Traversing the swinging 60s and the Me 70s has inspired directors to turn the play’s nine scenes into a pageant of evolving clothes and hairstyles, not to mention sexual mores. Mike Nichols’ mostly derided slug-and-hug fest of six years back had a charged animalistic urgency, with Daniel Craig, Rafe Spall and Rachel Weisz going at it with unbridled concupiscence. But that is precisely what director Jamie Lloyd, his design team and his spectacular cast, which includes Zawe Ashton as an almost girlish, calculating Emma and Charlie Cox as the outplayed Jerry, definitively abjure.
Cool is the defining esthetic, starting with the thermostat in the Bernard B. Jacobs Theatre, which seems to have been set at a blue-lipped temperature only nominally above 32 degrees. The stage is dominated by a blank wall that occasionally shifts backward or forward to alter perspective, and a few chairs. The clothes (Soutra Gilmore did the set and costumes) remain stylishly unchanged: Hiddleston, buff in black (trousers, long-sleeve tee-shirt, blazer); Cox, slouchy (black jeans, gray tee-shirt and jacket); Ashton, deceptively fetching (blue denims and a sheer v-neck blouse).
The three actors never leave the stage. When two are working out their painful business or games of one-upsmanship (Robert tends to veil his aggression in talk of squash, though he admits to Jerry that he has “hit Emma once or twice … I just felt like giving her a good bashing. The old itch … you understand”), a pair of turntables keeps the odd actor on the periphery, lurking or eavesdropping and sometimes has all three slowly circling, shifting position in power plays where no one wins.
But that’s a state of affairs we’re in on from the beginning (or the ending, if you will). It’s also where the gimmick of reverse chronology leaves us unmoored. Pinter acknowledges the flaw, having several scenes move forward to complete a chapter, rather than continuing to recede when it would make a hash of the tale. It’s in the play’s opening that Emma calls their secret space a place “for fucking” despite Jerry’s weak-tea protestation that it was “for loving.” That tells us more about this trio than most of what follows.
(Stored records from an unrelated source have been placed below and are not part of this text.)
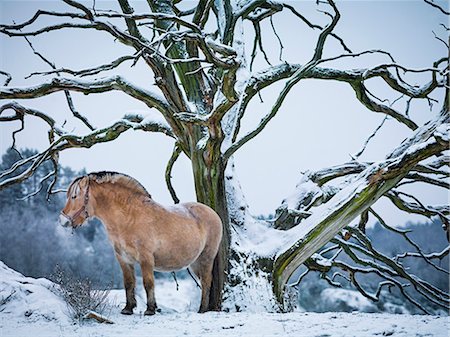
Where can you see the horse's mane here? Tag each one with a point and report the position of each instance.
(117, 178)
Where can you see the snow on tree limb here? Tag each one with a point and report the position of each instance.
(328, 219)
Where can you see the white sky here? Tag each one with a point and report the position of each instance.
(319, 125)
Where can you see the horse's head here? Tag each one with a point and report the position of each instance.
(76, 210)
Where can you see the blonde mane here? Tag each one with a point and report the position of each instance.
(120, 179)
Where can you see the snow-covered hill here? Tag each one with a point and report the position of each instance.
(31, 307)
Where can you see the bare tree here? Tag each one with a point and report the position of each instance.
(203, 96)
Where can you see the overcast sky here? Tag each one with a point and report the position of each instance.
(320, 124)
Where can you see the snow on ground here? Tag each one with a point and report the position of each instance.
(178, 317)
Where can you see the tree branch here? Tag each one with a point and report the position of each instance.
(327, 220)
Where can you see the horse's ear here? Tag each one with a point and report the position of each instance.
(83, 182)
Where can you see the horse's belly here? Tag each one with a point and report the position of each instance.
(176, 259)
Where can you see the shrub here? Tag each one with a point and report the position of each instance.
(80, 295)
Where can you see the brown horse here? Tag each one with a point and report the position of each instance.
(162, 238)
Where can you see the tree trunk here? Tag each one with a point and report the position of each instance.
(210, 190)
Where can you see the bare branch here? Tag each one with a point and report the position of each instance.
(175, 154)
(87, 87)
(431, 2)
(90, 71)
(357, 198)
(8, 77)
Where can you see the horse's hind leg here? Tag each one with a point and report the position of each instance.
(149, 285)
(202, 268)
(129, 282)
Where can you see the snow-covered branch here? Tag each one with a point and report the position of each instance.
(328, 219)
(67, 141)
(87, 87)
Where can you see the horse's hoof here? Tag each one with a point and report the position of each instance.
(149, 312)
(126, 311)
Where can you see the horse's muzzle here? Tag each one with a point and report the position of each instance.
(64, 220)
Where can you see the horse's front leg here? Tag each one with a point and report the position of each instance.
(129, 282)
(147, 266)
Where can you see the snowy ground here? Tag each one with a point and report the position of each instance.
(33, 310)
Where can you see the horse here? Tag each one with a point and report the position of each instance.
(159, 238)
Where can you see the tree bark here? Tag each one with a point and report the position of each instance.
(210, 190)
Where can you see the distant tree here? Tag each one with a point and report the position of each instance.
(205, 83)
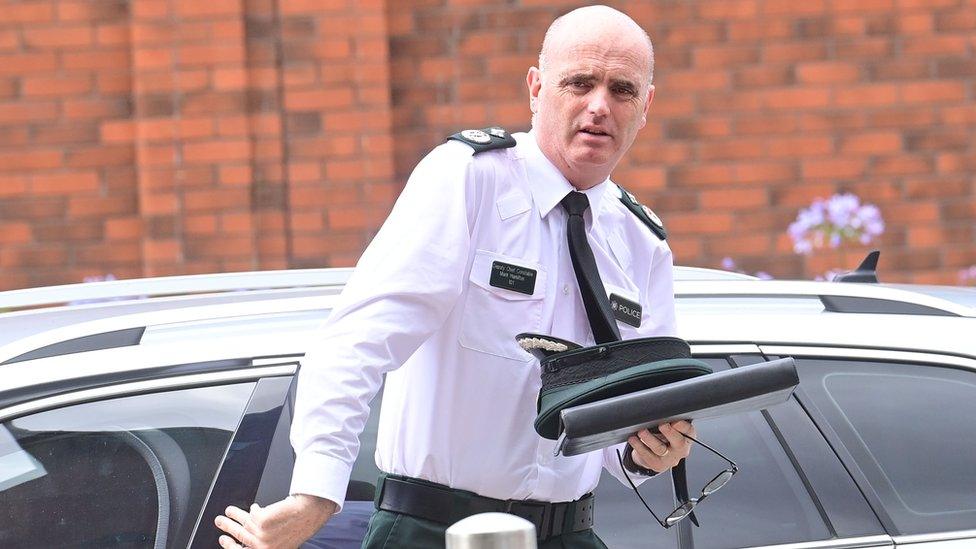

To Lloyd’s credit, and that of this spectacular cast, we never lose sight of the ways in which these three lives are ineradicably interwoven, giving more power to the emptiness and emotional wreckage their actions have wrought – despite their best attempts to be so very British about it all. The truth is visible there, in the splintered light glinting off a trail of mucus, loosed by the wrench of unexpected grief.